Steven Vander Ark is editor of the website www.hp-lexicon.org, a site billionaire author J. K. Rowling has praised in the past. Ark has also penned a 400-page book titled “Harry Potter Lexicon,” which he hoped to see published last November via RDR Books, a small Muskegon, Mich., publisher.
Rowling is determined that the dictionary not be published, as she says this is the exact copyright infringement she has been trying to prevent for years.
Papers filed Wednesday in Manhattan read: “I am deeply troubled by the portrayal of my efforts to protect and preserve the copyrights I have been granted in the Harry Potter books,” the Associated Press reports.
Rowling and movie studio Warner Bros., which owns the intellectual property related to the Potter books and movies, brought the lawsuit against Ark and RDR Books in October 2007. The book’s release was put on hold following the legal situation.
The lawsuit seeks to stop publication of the lexicon and also requests damages for copyright and federal trademark infringement and any profits to be gained.
“If RDR’s position is accepted, it will undoubtedly have a significant, negative impact on the freedoms enjoyed by genuine fans on the Internet,” Rowling said. “Authors everywhere will be forced to protect their creations much more rigorously, which could mean denying well-meaning fans permission to pursue legitimate creative activities.”
Rowling, author of the seven massively successful books in the Harry Potter series, has long said she herself intends to write a Harry Potter encyclopedia.
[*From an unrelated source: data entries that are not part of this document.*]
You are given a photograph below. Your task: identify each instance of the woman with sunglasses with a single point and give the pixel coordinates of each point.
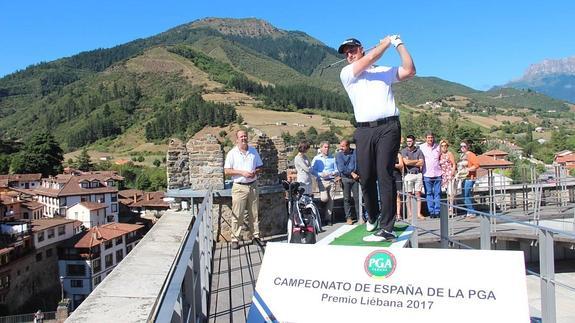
(470, 164)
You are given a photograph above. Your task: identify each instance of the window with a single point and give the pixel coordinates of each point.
(119, 255)
(76, 283)
(5, 280)
(109, 259)
(96, 265)
(76, 270)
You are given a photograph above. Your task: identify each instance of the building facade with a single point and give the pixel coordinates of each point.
(88, 258)
(61, 192)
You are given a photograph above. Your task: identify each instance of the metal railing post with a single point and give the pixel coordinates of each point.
(444, 225)
(485, 232)
(547, 273)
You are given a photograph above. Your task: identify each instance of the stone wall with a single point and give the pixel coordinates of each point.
(206, 160)
(272, 214)
(269, 155)
(199, 165)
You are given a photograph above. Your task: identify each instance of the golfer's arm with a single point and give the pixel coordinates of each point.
(371, 57)
(407, 68)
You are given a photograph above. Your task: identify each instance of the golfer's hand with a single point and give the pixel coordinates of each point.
(395, 40)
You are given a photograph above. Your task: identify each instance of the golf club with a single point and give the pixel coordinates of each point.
(338, 62)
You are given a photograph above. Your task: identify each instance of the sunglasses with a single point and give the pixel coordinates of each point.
(351, 50)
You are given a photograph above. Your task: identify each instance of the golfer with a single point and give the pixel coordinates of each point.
(378, 129)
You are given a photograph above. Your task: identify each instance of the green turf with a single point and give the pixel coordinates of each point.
(355, 237)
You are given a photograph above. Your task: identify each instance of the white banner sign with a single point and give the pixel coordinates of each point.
(312, 283)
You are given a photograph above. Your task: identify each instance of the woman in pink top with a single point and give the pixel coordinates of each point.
(448, 167)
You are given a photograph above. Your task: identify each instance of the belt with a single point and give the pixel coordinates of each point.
(378, 122)
(247, 184)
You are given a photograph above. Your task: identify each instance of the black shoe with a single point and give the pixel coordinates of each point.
(379, 236)
(260, 242)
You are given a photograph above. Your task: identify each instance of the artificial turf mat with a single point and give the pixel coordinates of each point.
(355, 237)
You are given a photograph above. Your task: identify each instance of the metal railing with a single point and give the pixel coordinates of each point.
(25, 318)
(186, 292)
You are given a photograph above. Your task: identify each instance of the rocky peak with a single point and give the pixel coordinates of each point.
(551, 66)
(247, 27)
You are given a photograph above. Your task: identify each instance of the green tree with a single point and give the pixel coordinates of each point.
(4, 164)
(41, 154)
(143, 182)
(84, 162)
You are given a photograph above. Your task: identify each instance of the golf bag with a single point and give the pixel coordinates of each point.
(303, 216)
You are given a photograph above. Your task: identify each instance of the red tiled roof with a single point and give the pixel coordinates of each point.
(488, 162)
(32, 205)
(565, 159)
(22, 177)
(43, 224)
(93, 205)
(106, 232)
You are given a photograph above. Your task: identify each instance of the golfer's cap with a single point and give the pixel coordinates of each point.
(348, 42)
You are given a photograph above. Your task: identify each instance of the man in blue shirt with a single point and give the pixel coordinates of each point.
(347, 168)
(323, 167)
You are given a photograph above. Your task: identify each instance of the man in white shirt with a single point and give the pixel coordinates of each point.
(323, 167)
(378, 129)
(242, 164)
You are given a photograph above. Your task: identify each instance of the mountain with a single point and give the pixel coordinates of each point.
(555, 78)
(199, 74)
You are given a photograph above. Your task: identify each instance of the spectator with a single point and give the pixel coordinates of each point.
(242, 164)
(448, 168)
(302, 166)
(431, 174)
(469, 164)
(413, 181)
(323, 167)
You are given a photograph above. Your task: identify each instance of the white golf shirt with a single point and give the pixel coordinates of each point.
(249, 161)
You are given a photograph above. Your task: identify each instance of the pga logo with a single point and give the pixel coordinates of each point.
(380, 264)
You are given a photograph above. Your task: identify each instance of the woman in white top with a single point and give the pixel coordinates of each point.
(302, 166)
She branded Ark’s own effort as exploitative.
“I believe that RDR’s book constitutes a Harry Potter 'rip off' of the type I have spent years trying to prevent, and that both I, as the creator of this world, and fans of Harry Potter, would be exploited by its publication,” she was quoted as saying by Reuters.
Forbes.com placed J. K. Rowling No. 48 in its list of 2007’s most powerful celebrities, with earnings for the June 2006 to June 2007 period estimated at $32 million. She published the last book in the series, “Harry Potter and the Deathly Gallows,” last July. The event created a worldwide furor, with the book selling 11 million copies in the first day of release in the U. K. and U. S.
Ark’s book is based exclusively on Rowling’s writing. As does his website, the lexicon offers comprehensive details on spells and potions found in the books, characters’ full names and biographies, lists of magical creatures etc.
RDR Books publisher Roger Rapoport has said the lexicon is a “critical reference work” that would not compete with Rowling’s own encyclopedia, the AP reports.